NI and AT&T today announced their collaboration on one of the world’s fastest and most accurate tools for 5G Millimeter Wave (mmWave) channel characterization.
mmWave frequencies look to play a big role in the future of 5G. They have already been earmarked by the FCC, 3GPP and other standardization bodies for 5G mobile networks. Channel measurements capture how wireless signals are affected in a given environment. For instance, channel measurements can show how signals reflect off of or are blocked by, objects, such as trees, buildings, cars and even people.
Wireless channel characterization is very important for wireless researchers defining 5G technologies as it will help lay the foundation for the architecture and design of these new wireless networks. AT&T and NI believe this work will likely play a role in AT&T’s future 5G deployment, through the creation of accurate models that help map out the details of where AT&T places its network equipment to provide customers with the best possible mobile experience.

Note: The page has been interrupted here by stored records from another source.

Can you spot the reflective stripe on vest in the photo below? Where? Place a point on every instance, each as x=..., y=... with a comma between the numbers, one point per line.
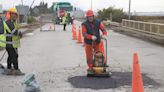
x=15, y=39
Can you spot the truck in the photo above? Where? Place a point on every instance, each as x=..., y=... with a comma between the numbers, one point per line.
x=59, y=9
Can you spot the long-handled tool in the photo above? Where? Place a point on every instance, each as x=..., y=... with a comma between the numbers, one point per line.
x=99, y=64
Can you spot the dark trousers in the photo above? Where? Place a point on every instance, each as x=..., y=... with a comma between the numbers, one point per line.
x=64, y=27
x=12, y=59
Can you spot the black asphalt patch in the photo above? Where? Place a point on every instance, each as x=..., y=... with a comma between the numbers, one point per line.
x=116, y=80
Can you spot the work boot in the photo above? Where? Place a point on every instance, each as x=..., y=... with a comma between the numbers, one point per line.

“Utilizing mmWave spectrum for mobile 5G presents many challenges which we believe can be solved,” said Marachel Knight, senior vice president of wireless network architecture and design, AT&T. “We identified early on that designing and real-time monitoring of mmWave spectrum needs to be much more precise than today’s cellular systems. With the help of NI’s flexible hardware and software platform, AT&T developed a new type of channel sounder and we’re using it to develop highly-advanced models that will work for our network.”
Nicknamed internally within AT&T as the “Porcupine,” the channel sounder is the first of its kind and is proprietary to AT&T. It provides real-time channel parameter measurement and monitoring capability. The channel sounder, designed by AT&T, utilizes an architecture based on NI’s mmWave Transceiver System. This one-of-a-kind design provides several key advantages. It allows angle-of-arrival (AoA) measurements that would typically take 15 minutes or more to be completed (using pan-tilt units) to be performed within 150 milliseconds and display the results in real-time.

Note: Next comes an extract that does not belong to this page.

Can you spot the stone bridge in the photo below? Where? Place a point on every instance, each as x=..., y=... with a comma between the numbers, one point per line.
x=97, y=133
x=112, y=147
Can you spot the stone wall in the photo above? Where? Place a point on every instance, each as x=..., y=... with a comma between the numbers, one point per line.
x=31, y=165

The channel sounder uniquely captures channel measurements where all the data is acquired and processed in real-time. Other channel sounding approaches capture raw data and post-process to characterize the channel while only giving one-measurement every 15 minutes. The “Porcupine” on the other hand can provide about 6,000 measurements in that time. It’s like capturing 15-minutes of action with a video instead of a still photo. A video tells the whole story, while a photo just shows a moment.
The capability of real-time measurement eliminates the need to repeat experiments or to adjust the equipment to take multiple measurements from one location. Since parameter extraction is done in real-time, the integrity of collected data can also be evaluated in real-time. Thus inaccurate data can be replaced immediately with a new set of measurements at the time of evaluation. Using other approaches, an entire evaluation day could potentially be lost if the collected data is post-processed.
To AT&T and NI’s knowledge, the speed and accuracy of this mmWave channel sounder make it uniquely capable of making fast measurements of a channel. Thus, for example, the “Porcupine” allows the measurement of 5G mmWave frequencies via drive testing. This capability has previously remained out of reach for other mmWave channel sounders. As the 5G ecosystem looks at new use cases for 5G such as assisted driving, connected car, self-driving cars and more, the ability to study and model vehicular channels will become ever more critical.
“The NI mmWave Transceiver System and LabVIEW system design software enabled AT&T and NI to define and develop a channel measurement system unmatched in the industry today,” said James Kimery, director of RF research and SDR marketing at NI. “The combination of PXIe and LabVIEW FPGA provided the bandwidth, data and signal processing capability, and flexibility necessary to meet the requirements of mmWave and expedite 5G deployment.”